The smell of decaying leaves was a smell Richie usually liked, but there was nothing pleasant about the smell under here. The leaves felt spongy under his hands and knees, and he had an impression that they might go down for two or three feet. He suddenly wondered what he would do if a hand or a claw sprang out of those leaves and seized him.

Bill was examining the broken window. Glass had sprayed everywhere. The wooden strip which had been between the panes lay in two splintered pieces under the porch steps. The top of the window frame jutted out like a broken bone.

"Something hit that fucker wicked hard," Richie breathed. Bill, now peering inside-or trying to-nodded.
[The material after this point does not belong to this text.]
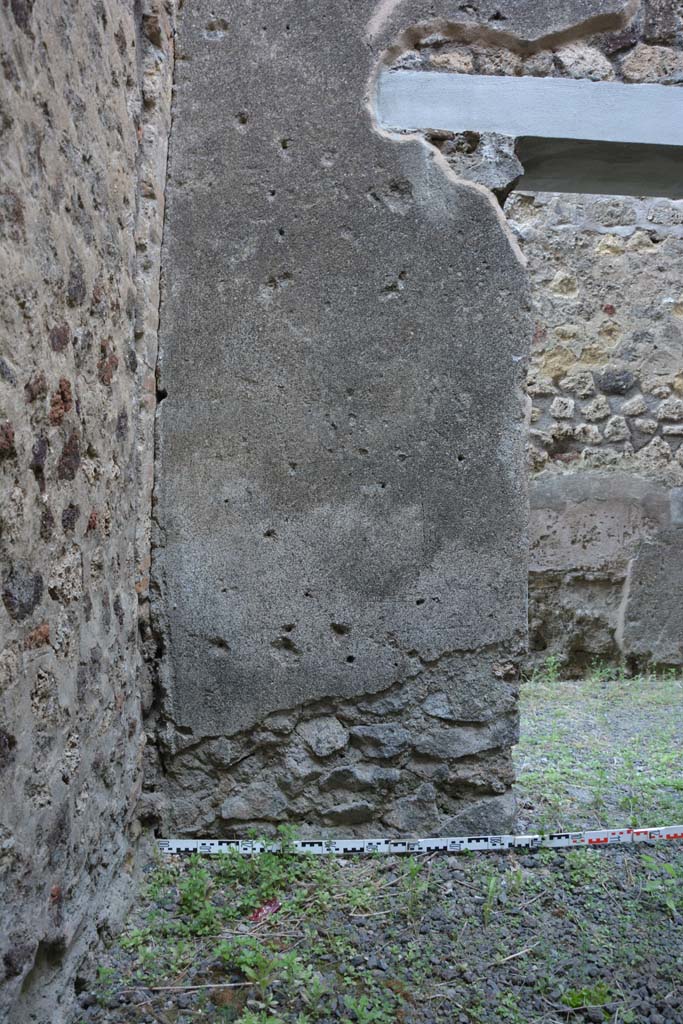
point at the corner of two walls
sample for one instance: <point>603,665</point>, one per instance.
<point>84,119</point>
Richie elbowed him aside enough so he could look, too. The basement was a dim litter of crates and boxes. The floor was earth and, like the leaves, it gave off a damp and humid aroma. A furnace bulked to the left, thrusting round pipes at the low ceiling. Beyond it, at the end of the cellar, Richie could see a large stall with wooden sides. A horse stall was his first thought, but who kept horses in the jeezly cellar? Then he realized that in a house as old as this one, the furnace must have burned coal instead of oil. Nobody had bothered to convert the furnace because no one wanted the house. That thing with the sides was a coalbin. To the far right, Richie could make out a flight of stairs going up to ground level.

Now Bill was sitting down... hunching himself forward... and before Richie could actually believe what he was up to, his friend's legs were disappearing into the window.

"Bill!" he hissed. "Chrissake, what are you doing? Get outta there!"